Water plays the role of charge in this analogy, so a rate of water flow is analogous to electrical current. In this situation the water flows through a small hole, which represents the resistor. A small hole tends to resist the flow of water, so it's analogous to a high resistance. A large hole would represent a low resistance.

If the stick figure lifts $m\:\mathrm{kg}$ of water in her bucket, she must do an amount of work equal to $mgh$. If she lifts $I\:\mathrm{kg/s}$ then she must expend power at a rate $P=Igh$ Watts. If we compare this to $P=IV$ we can see that the height difference between the two tubs (multiplied by $g$) plays the role of $V$ in this analogy, and by maintaining the height difference, the stick figure plays the role of the voltage source.

Now we have everything we need to see intuitively that the power must increase as $R$ decreases. First imagine that the hole in the top tub is very small, so that the water just drips gently through it. This represents a large resistor, and you can imagine that the stick figure doesn't have to do a lot of work to keep the water level constant, because the water is being drained very slowly.

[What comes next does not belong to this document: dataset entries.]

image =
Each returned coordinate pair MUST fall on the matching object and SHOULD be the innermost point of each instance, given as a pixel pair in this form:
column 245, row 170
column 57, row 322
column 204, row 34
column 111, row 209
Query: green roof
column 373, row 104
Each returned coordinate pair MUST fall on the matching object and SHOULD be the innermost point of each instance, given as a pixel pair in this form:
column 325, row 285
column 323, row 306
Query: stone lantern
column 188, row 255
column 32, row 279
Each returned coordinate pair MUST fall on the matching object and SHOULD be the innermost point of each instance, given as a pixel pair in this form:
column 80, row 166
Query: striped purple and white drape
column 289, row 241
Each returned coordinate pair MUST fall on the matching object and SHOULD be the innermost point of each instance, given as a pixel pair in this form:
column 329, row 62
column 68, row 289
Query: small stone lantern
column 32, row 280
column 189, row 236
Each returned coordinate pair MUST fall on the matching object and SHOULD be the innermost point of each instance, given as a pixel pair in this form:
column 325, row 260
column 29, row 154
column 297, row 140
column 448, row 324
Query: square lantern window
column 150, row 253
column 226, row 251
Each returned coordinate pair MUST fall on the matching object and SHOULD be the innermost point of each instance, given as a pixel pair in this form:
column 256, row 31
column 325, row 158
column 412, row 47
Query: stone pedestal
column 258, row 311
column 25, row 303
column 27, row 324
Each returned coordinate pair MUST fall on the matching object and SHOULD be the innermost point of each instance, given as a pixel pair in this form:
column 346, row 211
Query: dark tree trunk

However, if you make the hole bigger then the flow rate of water will increase, and now the stick figure will have to work harder to keep lifting buckets of water to counter it. The bigger the hole (i.e. the lower the resistance), the faster the flow, so the more buckets of water she has to lift per second to maintain the water level, which means she has to spend more power to do it. Hopefully in this analogy you can see that the low resistance doesn't cancel out the faster current. Instead the faster flow is caused by the low resistance. The power itself doesn't directly depend on the resistance, but only on the voltage (or height difference) and current (or rate of water flow).

I've calculated the power that the voltage source (stick figure) puts into the system, rather than the power dissipated by the resistor. However, by the conservation of energy, these have to be equal. In the water system, the stick figure puts energy into the system in the form of gravitational potential. This is dissipated by viscous friction as the fluid flows through the hole and settles in the lower container. In the electrical case the battery puts energy into the system in the form of electric potential, which gets dissipated in the resistor. But the principle is the same: in both cases the power you put in has to equal the power that comes out as heat.

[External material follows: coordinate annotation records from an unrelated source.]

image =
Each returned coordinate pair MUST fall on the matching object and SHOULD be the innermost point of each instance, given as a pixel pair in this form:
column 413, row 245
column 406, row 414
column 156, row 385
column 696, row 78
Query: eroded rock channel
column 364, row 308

Power is the energy dissipated over time. The electric potential energy dissipated is $V\Delta q$, so $P=\frac{V\Delta q}{\Delta t} = VI$. If Ohm's law applies, then $P=RI^2$.

The resistance is a property of the materials in the circuit (e.g. copper) and the shape of those materials (e.g. a long thin wire). The resistance describes, via Ohm's law, the current $I$ that will flow for a given potential $V$ applied across the material. Usually in a circuit, we treat resistances as constants though temperature and aging can affect the resistance. If you build a circuit, you will buy resistors with particular $R$'s and the resistance will match the requested value to within some tolerance and under a specified range of conditions (usually temperature).

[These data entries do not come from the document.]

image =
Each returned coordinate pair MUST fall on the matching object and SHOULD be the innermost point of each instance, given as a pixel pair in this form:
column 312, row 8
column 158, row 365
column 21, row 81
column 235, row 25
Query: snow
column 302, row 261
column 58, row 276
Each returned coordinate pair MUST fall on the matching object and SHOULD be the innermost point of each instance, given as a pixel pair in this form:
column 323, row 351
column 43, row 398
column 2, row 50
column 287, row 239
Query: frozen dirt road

The power you are referring to here is power loss in the conductor with a fixed resistance $R$, set by the material properties. The formula you want to look at is $P=I V$ where $I$ is the current and $V$ is the voltage drop need to drive the current $I$ across the conductor. The voltage needed is given by Ohm's law $V = I R$. Making the substitution, we get $P= I^2 R$.

For example, if you want to pass 1 Amp though a long wire with a 2 Ohm resistance, you have to apply 2 V across the wire using a battery or other source. Every second, that 1 Amp corresponds to 1 Coulomb of charge passing across that wire and dropping down a 2 V potential hill, dissipating the potential energy into heat in the wire. The power is then 1 Coulomb * 2 V / 1 second = 2 J / second = 2 W dissipated in the wire. If you want 2 Amps, you will need twice the voltage to drive it through the wire and you will get 2 Coulomb * 4 V / 1 second = 8 W dissipated in the wire.